Elephants are some of the most intelligent creatures on Earth. They have the same number of neurons in their brain as humans. They’re the only creatures on Earth besides humans that have a ritual around death, recognizing the bones of their deceased and covering them with dirt and leaves, mourning the loss for days before reluctantly moving on.
Their intelligence elevates them above their instincts and gives them the capacity for kindness. They are kind enough to allow their children to lie on top of a spongy, pink monster that has offered no proof that it won’t turn that child into a rug. If this is how animals with intelligence behave, then humans, despite all their flaws, must be inherently good. Even as these elephants have been abused, prodded by hooks and forced to perform and work, they maintain that same faith that this human, that they could so easily crush under their feet, will be better.
We need to earn that trust. The elephants aren’t saved yet, but if we are as good as we have the capacity to be, then they are on their way. I hope, one day, we can prove the elephants right.
The best elephant camp is Elephant Nature Park, which brings in and cares for abused elephants of all ages. The owner, Lek, was named Asian Hero of the Year by Time Magazine, and she visits elephant camps all over Thailand to teach mahouts how to properly care for their animals. If you want to see elephants, please seriously consider supporting what she’s doing by paying her a visit.
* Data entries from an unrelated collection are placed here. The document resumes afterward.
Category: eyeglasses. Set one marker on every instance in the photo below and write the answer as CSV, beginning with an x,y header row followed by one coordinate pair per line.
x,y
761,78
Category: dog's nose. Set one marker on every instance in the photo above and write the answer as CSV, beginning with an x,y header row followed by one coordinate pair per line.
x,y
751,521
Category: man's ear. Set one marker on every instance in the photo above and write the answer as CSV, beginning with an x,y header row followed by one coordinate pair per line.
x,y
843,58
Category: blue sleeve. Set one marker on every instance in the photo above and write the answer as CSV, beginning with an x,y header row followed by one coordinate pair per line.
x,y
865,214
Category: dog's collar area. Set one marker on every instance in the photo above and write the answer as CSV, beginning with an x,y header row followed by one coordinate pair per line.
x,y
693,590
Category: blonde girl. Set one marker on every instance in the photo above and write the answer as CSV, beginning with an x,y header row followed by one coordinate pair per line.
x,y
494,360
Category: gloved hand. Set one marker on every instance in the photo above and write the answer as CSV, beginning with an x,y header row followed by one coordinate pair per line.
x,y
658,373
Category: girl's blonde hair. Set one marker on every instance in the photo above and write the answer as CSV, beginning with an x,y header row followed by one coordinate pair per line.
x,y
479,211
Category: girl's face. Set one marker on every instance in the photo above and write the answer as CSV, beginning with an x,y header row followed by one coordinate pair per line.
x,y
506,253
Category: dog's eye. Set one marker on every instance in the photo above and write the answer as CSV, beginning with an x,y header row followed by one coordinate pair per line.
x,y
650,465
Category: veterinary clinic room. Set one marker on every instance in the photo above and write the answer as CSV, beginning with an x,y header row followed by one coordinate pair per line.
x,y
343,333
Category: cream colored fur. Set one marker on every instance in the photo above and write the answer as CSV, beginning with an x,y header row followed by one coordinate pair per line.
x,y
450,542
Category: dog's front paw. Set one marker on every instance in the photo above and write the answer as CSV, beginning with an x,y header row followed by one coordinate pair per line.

They do not allow you to ride the elephants there, so if that’s what you’re looking for, please at least refrain from using a bench, which are terrible for the elephants’ backs. Maevang Elephant Camp, where I went, did not use benches (at least for my group), and never controlled the elephants with any more than a light prod from a blunt stick. If for some reason you don’t visit either of these two camps, please, at least, know what you’re supporting.